Bridging the skills gap in Digital Transformation

A very interesting article from Miguel Milano, President of Salesforce about how there will be incredibly strong demand for ICT skills over the next 5 years given that so many companies are adopting new technology (see figures below).

Here's the tech - but how can companies find the talent to go with it?
The World Economic Forum estimates that 54% of all employees will need reskilling by 2022. The solutions lie with companies and government pursuing lifelong learning. But safe to say there's going to be a lot of competition for people with 'digital' skills.

Milano identifies three approaches:

  • Lifelong learning harnessing technology, e.g. through online learning platforms.
  • Going beyond the usual talent pools, hiring from more diverse backgrounds
  • Be an appealing place to work, which is about more than just money and perks
In general I agree. But I'm yet to be convinced of the case for gamification in encouraging lifelong learning. It's hard to point at gamification really encouraging people to do much more than play games. I will admit that it's arguable as it pertains to personal fitness, with plenty of people claiming that their Fitbit encouraged them to exercise. But learning has for decades been increasingly focused on a game-like experience with constant feedback, role-playing and so forth. So I would argue that learning already has something of a game-like environment and there's not much more benefit from upping the game quotient. 

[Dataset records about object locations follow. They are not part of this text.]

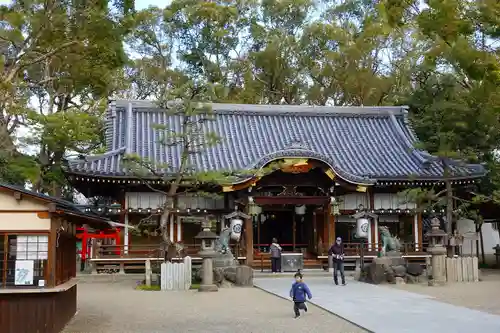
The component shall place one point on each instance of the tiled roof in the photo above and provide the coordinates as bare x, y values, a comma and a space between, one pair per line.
361, 144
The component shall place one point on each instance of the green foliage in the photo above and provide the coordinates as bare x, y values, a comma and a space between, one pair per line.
64, 55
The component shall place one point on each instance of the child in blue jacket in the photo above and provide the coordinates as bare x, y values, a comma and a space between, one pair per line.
298, 294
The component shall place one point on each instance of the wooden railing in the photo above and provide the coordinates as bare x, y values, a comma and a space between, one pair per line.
354, 249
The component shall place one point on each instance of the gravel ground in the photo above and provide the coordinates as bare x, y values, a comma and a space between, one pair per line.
481, 296
118, 308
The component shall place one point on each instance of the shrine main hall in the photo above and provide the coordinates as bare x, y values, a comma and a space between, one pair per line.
334, 162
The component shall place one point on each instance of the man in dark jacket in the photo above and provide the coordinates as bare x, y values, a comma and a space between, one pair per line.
337, 253
298, 294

Regarding expanding beyond the talent pool, I think the key thing is not so much the diversity of background, but the diversity of skillset that might come from the diversity of background. I have argued vociferously that most of Digital Transformation is about change management rather than technical hard skills. So what's really required is policy management, project management and change management. Usually those skills aren't to be found at MIT.

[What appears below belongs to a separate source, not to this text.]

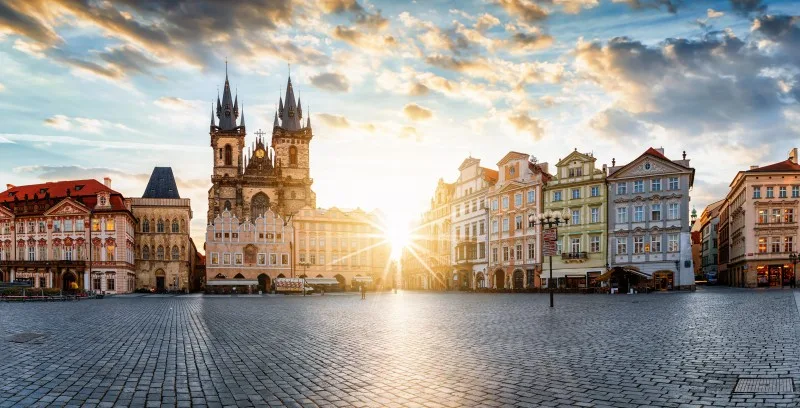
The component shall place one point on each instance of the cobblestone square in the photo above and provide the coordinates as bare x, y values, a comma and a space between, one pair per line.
410, 349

With regard to being an appealing place to work, I think people overestimate the extent to which 'millenials' all crave a meaningful employer. There's a huge diversity within a generation and I would hesitate to generalise that they would all sacrifice a well paying job in order to find one that reflects their values. Not that I don't think it's an issue. It's just that I don't think it's much more of an issue than it has been in the last few generations. I'm Gen X and I know plenty of people who chose career paths that weren't based on money. What is marked is the extent to which more recent generations might have more serious repercussions from such a choice. Back in 1997 I was earning about 70% of the national average salary and I could have afforded, on my own, to buy a perfectly nice house in a nice part of the country. Today the decision to put morals before money would mean the difference between being a home-owner or not.